FocusUS soda ash sold out on strong export demand
26 August 2010 23:08 [Source: ICIS news]
By Doris de Guzman
?xml:namespace>NEW YORK (ICIS)--Strong export demand has driven natural soda ash producers in the US to crank up their operations to full capacity, producers said on Thursday.
“US soda ash producers are very competitive right now due to their lower cost of production and efficient supply chain. Export demand is strong and US producers are currently sold out,” one major producer said.
FMC noted industry operating rates went back up to mid-to-high 90% in the fourth quarter of 2009 from below 80% seen in Q1 2009.
FMC estimated global demand for soda ash this year at around 47m tonnes.
The US Geological Survey (USGS) said US soda ash production totalled 9.3m tonnes in 2009, while exports totalled 4.4m tonnes.
US demand dropped significantly starting in late 2008, mostly because of the global economic recession and China’s aggressive move to expand its export market share driven by the Chinese government’s tax rebate incentives.
Total US demand, which included export and domestic consumption, dropped 1.8m tonnes, or 15%, in 2009, said Bill Breunig, director of marketing and sales at FMC’s alkali chemical division.
The US is the largest supplier of natural soda ash while China is the largest producer of synthetic soda ash, which is said to be more costly in terms of operating costs. Around 70% of the global market is supplied with synthetic soda ash.
Breunig said the US industry started changing its export strategy last year and producers decided to be more aggressive in expanding export market shares because of their lower-cost positions.
“This year we are operating at full effective capacity. Our delivered costs into Asia are low enough that we still make a margin compared to Chinese products,” said Breunig.
This year, the US was expected to win back some market share from China which is seeing higher raw material and energy costs, said Robert Baylis, manager of industrial minerals research at UK-based consulting firm Roskill Information Services.

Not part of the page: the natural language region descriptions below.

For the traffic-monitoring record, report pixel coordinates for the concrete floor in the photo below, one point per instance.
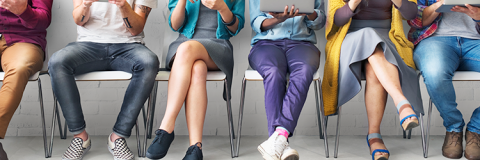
(218, 148)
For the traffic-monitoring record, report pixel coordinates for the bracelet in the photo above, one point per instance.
(232, 22)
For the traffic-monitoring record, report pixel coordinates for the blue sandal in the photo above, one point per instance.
(377, 157)
(411, 124)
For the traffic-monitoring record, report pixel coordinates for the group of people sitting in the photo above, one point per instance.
(365, 40)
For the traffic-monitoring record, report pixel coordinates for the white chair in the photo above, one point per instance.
(459, 76)
(252, 75)
(404, 133)
(36, 77)
(96, 76)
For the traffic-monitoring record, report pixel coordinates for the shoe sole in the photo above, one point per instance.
(81, 157)
(153, 157)
(290, 155)
(111, 151)
(411, 125)
(265, 155)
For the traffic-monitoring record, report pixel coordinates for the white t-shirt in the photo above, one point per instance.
(106, 24)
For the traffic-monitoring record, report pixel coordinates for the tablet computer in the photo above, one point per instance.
(449, 4)
(303, 6)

“Increased volumes of trade to South America are also likely, especially from the US. Companies like [India’s] Tata and Nirma might start importing more natural soda ash into South Asia from assets in the US and Africa in defence of growing imports from China,” said Baylis.

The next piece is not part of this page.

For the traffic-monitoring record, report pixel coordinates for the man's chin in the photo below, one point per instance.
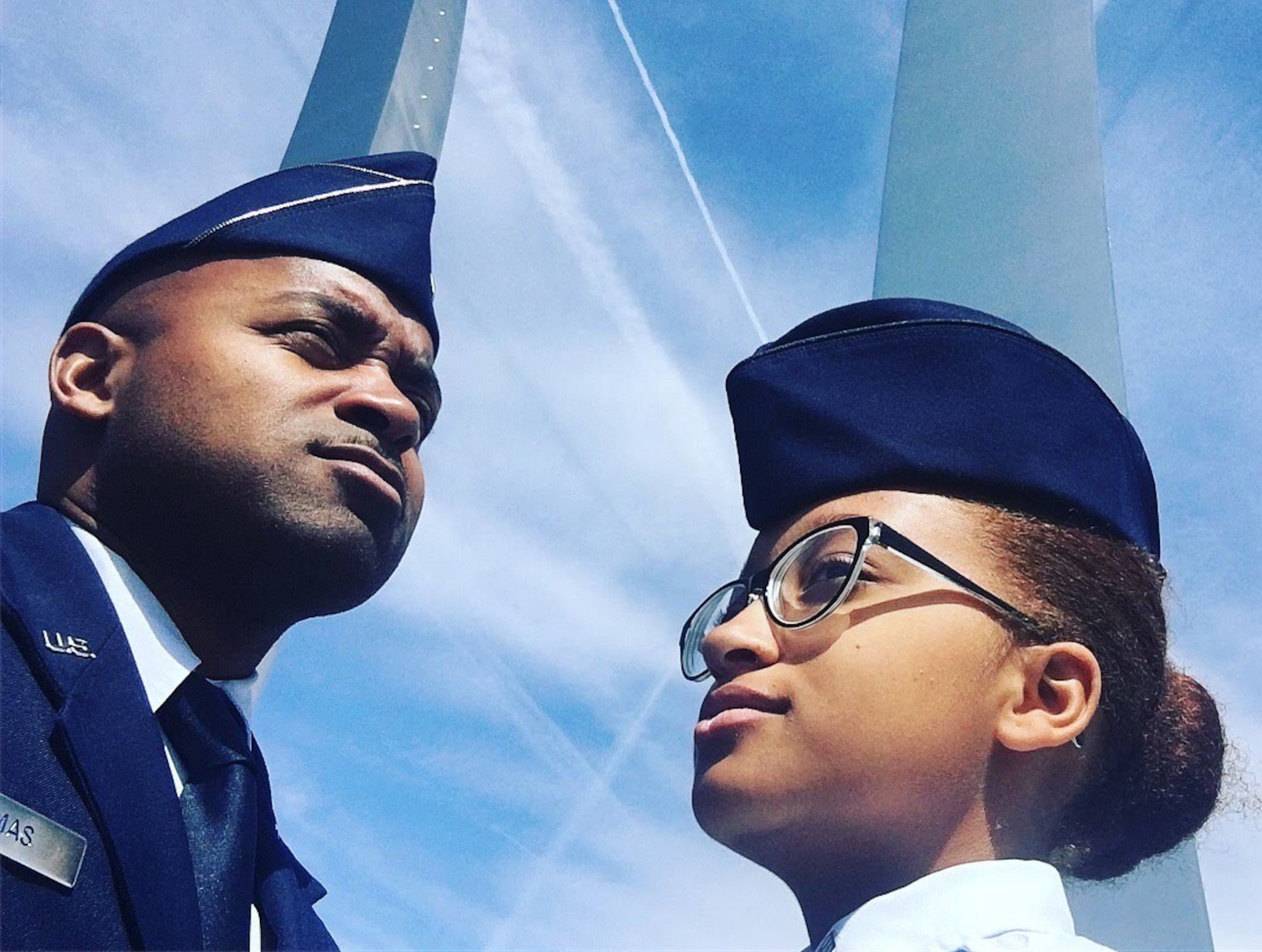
(340, 562)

One industry source noted buoyant demand from Asia - even Japan, which was expected to have 3% growth in demand this year compared with the country’s average annual 0.2-0.5% demand growth for soda ash.

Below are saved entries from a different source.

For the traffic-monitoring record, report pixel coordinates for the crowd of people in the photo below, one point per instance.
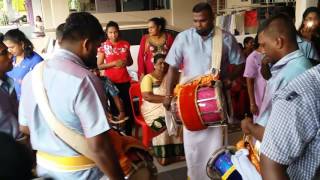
(271, 84)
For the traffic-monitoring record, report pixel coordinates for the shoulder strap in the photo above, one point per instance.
(216, 55)
(73, 139)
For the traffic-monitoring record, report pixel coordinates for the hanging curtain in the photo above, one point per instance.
(28, 5)
(18, 5)
(251, 21)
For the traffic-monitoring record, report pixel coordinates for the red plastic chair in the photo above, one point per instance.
(147, 132)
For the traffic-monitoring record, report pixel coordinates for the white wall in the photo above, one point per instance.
(133, 16)
(37, 8)
(237, 3)
(301, 6)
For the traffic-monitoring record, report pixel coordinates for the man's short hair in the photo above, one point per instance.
(202, 7)
(82, 25)
(281, 24)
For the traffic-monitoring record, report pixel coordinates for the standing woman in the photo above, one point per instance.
(24, 58)
(114, 57)
(310, 26)
(156, 42)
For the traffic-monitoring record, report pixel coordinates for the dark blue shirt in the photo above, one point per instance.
(20, 70)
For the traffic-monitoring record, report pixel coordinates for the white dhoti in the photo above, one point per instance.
(198, 147)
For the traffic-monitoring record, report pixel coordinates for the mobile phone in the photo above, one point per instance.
(310, 24)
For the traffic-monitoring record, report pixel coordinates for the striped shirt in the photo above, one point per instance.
(292, 135)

“Demand from Latin America, especially Brazil, is just off the charts,” the industry source said.
“Chile’s demand for glass has also come back very strong while Mexico’s activity in automotive component production has been doing very well this year, which bodes very well for soda ash,” the industry source added.
In 2009, glass held 48% of US consumption by end market use, followed by chemicals at 29%, soap and detergents at 10%, distributors at 4%, flue gas desulphurisation, pulp and paper, and water treatment each at 2%, and other uses at 4%, according to the 2010 soda ash report by the USGS.
Major US soda ash producers include FMC, General Chemical, Solvay, OCI Chemical and Searles Valley Minerals.